Just how to do this is beyond the scope of this blog. I also give step-by-step tutorials for the process in my Nightscapes and Time-Lapses ebook shown above. It be done in Photoshop, or in specialized programs such as StarryLandscapeStacker (for MacOS) or Sequator (Windows). 

But shoot the images now, and learn later how to use them. 

Comet NEOWISE Close-Up (July 15, 2020)
A close-up of Comet NEOWISE (C/2020 F3) on the night of July 14/15, 2020 with a 135mm telephoto lens. This is a stack of nine 1-minute exposures with the 135mm Canon lens wide-open at f/2 and Canon EOS Ra camera at ISO 800. The camera was on the iOptron SkyGuider Pro tracker tracking the stars not the comet. Stacked and aligned in Photoshop.

4. Tracking the Sky 

If it is close-ups of the comet you want, then you will need to use a 135mm to 300mm telephoto lens (especially later in the summer when the comet is farther away and smaller). 
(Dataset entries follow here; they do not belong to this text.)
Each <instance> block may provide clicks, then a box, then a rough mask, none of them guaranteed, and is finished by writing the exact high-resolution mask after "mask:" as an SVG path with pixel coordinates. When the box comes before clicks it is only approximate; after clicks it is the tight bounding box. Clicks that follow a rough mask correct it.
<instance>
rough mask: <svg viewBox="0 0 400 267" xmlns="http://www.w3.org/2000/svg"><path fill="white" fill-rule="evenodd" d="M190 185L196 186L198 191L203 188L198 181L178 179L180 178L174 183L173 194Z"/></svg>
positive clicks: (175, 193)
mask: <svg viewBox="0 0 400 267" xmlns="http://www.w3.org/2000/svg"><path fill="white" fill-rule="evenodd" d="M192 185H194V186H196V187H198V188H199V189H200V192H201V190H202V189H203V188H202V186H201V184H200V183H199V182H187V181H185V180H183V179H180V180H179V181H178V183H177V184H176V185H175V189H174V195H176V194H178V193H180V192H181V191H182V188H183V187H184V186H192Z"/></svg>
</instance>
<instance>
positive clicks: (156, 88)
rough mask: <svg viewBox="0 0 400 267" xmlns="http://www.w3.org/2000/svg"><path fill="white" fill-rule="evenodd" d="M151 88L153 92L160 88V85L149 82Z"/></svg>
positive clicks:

But with such lenses any exposure over a few seconds will result in lots of trailing. 

iOptron SkyGuider Pro
The iOptron SkyGuider Pro and 135mm lens used to take the close-up shot of the comet above.

The solution is a tracking device such as the Sky-Watcher Star Adventurer or iOptron SkyGuider. These need to be set up so their rotation axis aims at the North Celestial Pole near Polaris. The camera can then follow the stars for the required exposures of up to a minute or more needed to record the comet and its tails well. 

Star Adventurer Polar Axis Angle
This is the Sky-Watcher Star Adventurer. All trackers have a polar axis that needs to be aligned to the Celestial Pole, near Polaris.

Just how to use a tracker is again beyond the scope of this blog. But if you have one, it will work very well for comet shots with telephoto lenses. However, trackers are not essential for wide-angle shots, especially once the Moon begins to light the sky.

But later in the summer when the comet is fainter and smaller, a tracked and stacked set of telephoto lens images will likely be the best way to capture the comet.

Clear skies and happy comet hunting!